Le nouvel édifice, une fois construit, ne passera pas inaperçu. Avec ses huit étages, et situé tout juste devant le carré Royal, il viendra modifier considérablement le paysage du centre-ville. C’est d’ailleurs la principale raison pour laquelle le Comité consultatif d’urbanisme (CCU), un comité de la Ville qui doit obligatoirement être consulté sur ce genre de projets, recommandait au conseil municipal de refuser la demande.
Ce que n’a pas fait le conseil municipal qui a plutôt choisi à l’unanimité de l’autoriser. Et c’est de sa responsabilité de trancher lorsque différents principes en vertu desquels les règlementations ont été élaborées paraissent contradictoires.
Le Plan particulier d’urbanise (PPU), adopté par le même conseil municipal à l’automne dernier, prévoit que le cadre bâti du centre-ville devrait se limiter à quatre étages. On parle ici du double de hauteur pour cet édifice qui comptera 52 logements et des locaux commerciaux au rez-de-chaussée.
En même temps, et c’est ce que le maire Patrick Péloquin expliquait lors de la séance du conseil municipal, la Ville cherche à densifier, c’est-à-dire à augmenter le nombre de personnes au centre de la ville, particulièrement dans le Vieux-Sorel. Une façon d’éviter l’étalement, de protéger les espaces boisés et de favoriser le transport actif et collectif.
Le conseiller Martin Lajeunesse avait raison d’ajouter, lors de la séance, que la décision du conseil municipal ne signifiait pas un désaveu du Service de l’urbanisme ou du CCU. Tout le monde a effectué son travail, dans son champ de responsabilité. Le PPU est un document important, un document phare. C’est de la responsabilité du Service de l’urbanisme, et de sa directrice, d’en rappeler les principes aux membres du conseil municipal.
Le conseil municipal a une obligation de cohérence. Devait-il être cohérent avec la PPU qui privilégie une architecture de continuité au centre-ville, en matière de hauteur d’édifice, ou cohérent avec sa volonté de travailler à une densification douce dans le Vieux-Sorel en acceptant la construction d’un édifice qui y ajoutera 52 logements?
Le conseil a tranché. Il a choisi les 52 logements et les huit étages.
C’est la toute première fois que cette contradiction apparente entre les principes d’aménagement du territoire favorisant la densification et ceux de la cohérence architecturale du centre-ville apparait aussi clairement.

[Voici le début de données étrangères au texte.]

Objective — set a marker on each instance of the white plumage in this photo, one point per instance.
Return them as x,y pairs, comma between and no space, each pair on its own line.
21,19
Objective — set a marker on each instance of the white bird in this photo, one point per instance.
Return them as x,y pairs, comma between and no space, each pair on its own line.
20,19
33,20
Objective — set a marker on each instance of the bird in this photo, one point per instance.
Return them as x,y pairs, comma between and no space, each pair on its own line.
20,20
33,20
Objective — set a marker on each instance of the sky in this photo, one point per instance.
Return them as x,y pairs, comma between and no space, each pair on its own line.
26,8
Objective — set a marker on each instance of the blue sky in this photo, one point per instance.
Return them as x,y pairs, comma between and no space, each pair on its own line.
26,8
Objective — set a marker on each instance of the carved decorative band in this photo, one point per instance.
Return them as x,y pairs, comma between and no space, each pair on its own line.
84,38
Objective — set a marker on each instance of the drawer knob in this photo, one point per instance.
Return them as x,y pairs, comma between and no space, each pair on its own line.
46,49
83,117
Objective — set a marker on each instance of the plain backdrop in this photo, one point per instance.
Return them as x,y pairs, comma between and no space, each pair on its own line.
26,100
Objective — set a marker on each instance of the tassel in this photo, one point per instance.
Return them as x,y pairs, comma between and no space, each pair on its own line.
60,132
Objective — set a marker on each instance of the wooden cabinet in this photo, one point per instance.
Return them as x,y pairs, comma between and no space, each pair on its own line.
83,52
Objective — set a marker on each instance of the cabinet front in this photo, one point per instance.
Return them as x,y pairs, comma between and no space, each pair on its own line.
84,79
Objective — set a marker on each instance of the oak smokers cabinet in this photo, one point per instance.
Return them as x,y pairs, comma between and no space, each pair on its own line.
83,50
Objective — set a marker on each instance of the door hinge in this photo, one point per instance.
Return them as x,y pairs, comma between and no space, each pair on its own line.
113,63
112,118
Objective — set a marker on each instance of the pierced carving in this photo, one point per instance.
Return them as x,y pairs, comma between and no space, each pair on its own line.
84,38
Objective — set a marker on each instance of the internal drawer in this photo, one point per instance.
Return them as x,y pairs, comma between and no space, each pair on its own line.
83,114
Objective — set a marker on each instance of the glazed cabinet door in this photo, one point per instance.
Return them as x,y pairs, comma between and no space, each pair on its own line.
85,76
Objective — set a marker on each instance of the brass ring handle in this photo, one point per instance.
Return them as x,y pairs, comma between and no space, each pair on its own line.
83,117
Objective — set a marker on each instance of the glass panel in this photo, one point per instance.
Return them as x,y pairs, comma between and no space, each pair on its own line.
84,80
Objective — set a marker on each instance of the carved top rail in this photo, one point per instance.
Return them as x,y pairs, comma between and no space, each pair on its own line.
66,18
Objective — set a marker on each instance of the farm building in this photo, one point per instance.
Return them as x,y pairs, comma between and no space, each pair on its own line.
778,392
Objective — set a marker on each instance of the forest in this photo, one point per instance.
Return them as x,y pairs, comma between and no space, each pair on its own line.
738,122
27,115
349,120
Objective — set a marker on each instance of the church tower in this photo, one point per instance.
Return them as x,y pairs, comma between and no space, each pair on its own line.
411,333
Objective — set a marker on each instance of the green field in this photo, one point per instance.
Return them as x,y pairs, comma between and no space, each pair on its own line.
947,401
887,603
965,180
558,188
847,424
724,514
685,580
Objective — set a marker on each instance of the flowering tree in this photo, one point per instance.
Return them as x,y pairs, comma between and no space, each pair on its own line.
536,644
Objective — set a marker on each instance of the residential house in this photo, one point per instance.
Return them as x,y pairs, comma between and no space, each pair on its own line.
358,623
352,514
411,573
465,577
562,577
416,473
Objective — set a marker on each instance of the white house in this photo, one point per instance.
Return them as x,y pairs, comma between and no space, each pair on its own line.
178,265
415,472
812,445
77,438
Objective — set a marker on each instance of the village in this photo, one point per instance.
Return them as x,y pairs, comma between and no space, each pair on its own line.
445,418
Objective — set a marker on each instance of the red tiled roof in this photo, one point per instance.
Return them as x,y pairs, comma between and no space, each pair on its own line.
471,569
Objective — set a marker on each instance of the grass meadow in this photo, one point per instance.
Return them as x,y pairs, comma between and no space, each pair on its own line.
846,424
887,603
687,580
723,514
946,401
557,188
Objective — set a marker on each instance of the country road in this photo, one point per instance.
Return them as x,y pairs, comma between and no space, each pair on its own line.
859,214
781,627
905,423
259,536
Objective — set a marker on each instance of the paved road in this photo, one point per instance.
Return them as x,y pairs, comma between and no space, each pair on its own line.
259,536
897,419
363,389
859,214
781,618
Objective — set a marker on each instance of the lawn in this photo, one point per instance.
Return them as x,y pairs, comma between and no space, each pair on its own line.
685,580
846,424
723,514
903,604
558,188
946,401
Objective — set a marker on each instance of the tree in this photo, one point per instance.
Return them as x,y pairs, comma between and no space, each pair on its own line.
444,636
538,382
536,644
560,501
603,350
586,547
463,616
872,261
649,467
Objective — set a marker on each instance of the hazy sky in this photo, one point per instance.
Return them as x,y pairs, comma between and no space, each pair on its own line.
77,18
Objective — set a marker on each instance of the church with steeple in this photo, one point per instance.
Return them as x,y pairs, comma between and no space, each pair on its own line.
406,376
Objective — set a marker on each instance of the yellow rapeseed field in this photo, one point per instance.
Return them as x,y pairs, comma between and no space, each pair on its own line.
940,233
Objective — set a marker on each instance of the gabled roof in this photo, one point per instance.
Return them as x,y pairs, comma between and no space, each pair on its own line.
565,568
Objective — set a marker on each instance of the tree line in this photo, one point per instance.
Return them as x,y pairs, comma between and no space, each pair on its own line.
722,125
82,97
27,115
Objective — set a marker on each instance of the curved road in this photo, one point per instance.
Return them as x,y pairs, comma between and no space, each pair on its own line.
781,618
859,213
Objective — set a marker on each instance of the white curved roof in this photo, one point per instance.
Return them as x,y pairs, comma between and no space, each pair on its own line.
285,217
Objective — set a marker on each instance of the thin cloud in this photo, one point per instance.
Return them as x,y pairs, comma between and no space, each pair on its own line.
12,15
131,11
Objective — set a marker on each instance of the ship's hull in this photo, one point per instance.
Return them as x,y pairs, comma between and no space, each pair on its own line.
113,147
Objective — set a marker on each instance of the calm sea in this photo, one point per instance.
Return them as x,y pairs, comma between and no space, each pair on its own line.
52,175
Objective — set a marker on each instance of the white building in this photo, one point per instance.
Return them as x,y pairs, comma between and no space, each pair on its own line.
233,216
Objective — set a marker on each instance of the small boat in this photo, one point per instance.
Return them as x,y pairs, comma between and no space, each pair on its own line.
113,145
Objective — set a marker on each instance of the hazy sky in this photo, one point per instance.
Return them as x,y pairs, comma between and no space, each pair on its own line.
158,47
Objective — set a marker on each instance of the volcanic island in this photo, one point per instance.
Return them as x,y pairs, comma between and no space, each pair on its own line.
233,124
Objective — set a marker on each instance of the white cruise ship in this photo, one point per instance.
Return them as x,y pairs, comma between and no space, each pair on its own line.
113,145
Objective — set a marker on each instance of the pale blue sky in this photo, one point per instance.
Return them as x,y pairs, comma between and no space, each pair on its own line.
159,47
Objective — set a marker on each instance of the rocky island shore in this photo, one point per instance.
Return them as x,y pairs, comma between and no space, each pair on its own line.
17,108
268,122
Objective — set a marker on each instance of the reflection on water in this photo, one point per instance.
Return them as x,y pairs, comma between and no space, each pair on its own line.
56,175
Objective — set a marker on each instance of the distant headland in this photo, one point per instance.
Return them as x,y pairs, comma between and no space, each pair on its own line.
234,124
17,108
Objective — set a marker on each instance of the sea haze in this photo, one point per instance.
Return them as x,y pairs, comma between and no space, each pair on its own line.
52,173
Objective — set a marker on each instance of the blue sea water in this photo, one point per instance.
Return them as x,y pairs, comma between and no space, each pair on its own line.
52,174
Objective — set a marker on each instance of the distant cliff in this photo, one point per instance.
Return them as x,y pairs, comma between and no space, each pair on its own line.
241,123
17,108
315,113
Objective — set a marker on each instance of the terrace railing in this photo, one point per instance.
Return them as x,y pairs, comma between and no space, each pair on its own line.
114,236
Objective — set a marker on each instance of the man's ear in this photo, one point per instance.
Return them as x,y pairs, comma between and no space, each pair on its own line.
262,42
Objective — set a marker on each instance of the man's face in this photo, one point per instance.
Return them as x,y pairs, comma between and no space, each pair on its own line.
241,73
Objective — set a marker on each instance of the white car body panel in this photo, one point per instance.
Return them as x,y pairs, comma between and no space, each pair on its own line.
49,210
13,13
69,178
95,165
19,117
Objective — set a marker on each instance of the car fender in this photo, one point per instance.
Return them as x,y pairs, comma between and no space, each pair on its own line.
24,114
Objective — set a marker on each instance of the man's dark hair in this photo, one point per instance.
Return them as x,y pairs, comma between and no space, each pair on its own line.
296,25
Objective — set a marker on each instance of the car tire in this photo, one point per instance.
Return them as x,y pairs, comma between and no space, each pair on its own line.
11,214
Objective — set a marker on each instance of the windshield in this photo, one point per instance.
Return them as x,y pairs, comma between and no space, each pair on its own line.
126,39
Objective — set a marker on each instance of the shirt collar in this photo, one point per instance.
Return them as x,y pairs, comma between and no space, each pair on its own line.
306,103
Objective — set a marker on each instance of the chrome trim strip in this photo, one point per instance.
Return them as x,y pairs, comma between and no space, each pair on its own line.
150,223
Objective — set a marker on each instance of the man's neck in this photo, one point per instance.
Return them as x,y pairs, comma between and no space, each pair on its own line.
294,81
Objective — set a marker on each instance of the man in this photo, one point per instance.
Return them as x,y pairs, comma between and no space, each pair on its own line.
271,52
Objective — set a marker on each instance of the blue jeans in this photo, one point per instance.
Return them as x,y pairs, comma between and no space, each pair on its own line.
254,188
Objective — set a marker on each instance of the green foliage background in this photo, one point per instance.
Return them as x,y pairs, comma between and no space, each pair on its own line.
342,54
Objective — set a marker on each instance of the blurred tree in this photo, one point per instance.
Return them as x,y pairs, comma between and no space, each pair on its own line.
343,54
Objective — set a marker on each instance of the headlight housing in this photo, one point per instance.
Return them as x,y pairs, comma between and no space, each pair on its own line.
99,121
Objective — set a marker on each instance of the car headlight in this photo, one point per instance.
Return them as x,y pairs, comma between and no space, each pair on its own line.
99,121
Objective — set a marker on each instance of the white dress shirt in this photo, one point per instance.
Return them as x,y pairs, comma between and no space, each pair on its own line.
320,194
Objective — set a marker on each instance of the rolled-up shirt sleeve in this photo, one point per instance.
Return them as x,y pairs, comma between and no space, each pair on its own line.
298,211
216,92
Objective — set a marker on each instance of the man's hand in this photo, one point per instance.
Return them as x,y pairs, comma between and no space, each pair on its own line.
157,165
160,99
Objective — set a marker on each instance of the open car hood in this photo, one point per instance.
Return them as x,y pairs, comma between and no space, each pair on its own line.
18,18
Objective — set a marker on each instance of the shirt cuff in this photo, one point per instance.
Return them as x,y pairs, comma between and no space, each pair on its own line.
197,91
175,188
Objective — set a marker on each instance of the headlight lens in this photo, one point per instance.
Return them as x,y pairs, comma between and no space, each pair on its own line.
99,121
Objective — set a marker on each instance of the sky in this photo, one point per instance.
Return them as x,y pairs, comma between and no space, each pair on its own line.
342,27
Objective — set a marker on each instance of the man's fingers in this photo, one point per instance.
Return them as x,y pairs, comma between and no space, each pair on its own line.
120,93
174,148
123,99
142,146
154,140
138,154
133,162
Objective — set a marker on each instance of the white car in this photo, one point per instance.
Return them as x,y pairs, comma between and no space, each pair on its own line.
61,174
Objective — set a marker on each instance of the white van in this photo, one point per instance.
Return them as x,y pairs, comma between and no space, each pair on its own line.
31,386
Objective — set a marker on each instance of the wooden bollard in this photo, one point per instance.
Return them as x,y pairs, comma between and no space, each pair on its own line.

Cette décision constitue un précédent.
Partout au Québec, favoriser la densification est un choix discuté, parfois contesté, et pas seulement pour des raisons architecturales, mais bien parce qu’elle change le milieu dans lequel on vit en augmentant la population au km2. C’est une obligation pour des raisons de coûts d’infrastructures, d’adaptation aux changements climatiques et de santé de la population. D’autres décisions seront prises au cours des prochaines années. Inévitablement, on se référera à cette décision, à l’impact de cette construction de huit étages dans le centre-ville. Le défi de son acceptabilité sociale se posera, car elle permettra ou non de poursuivre dans ce sens.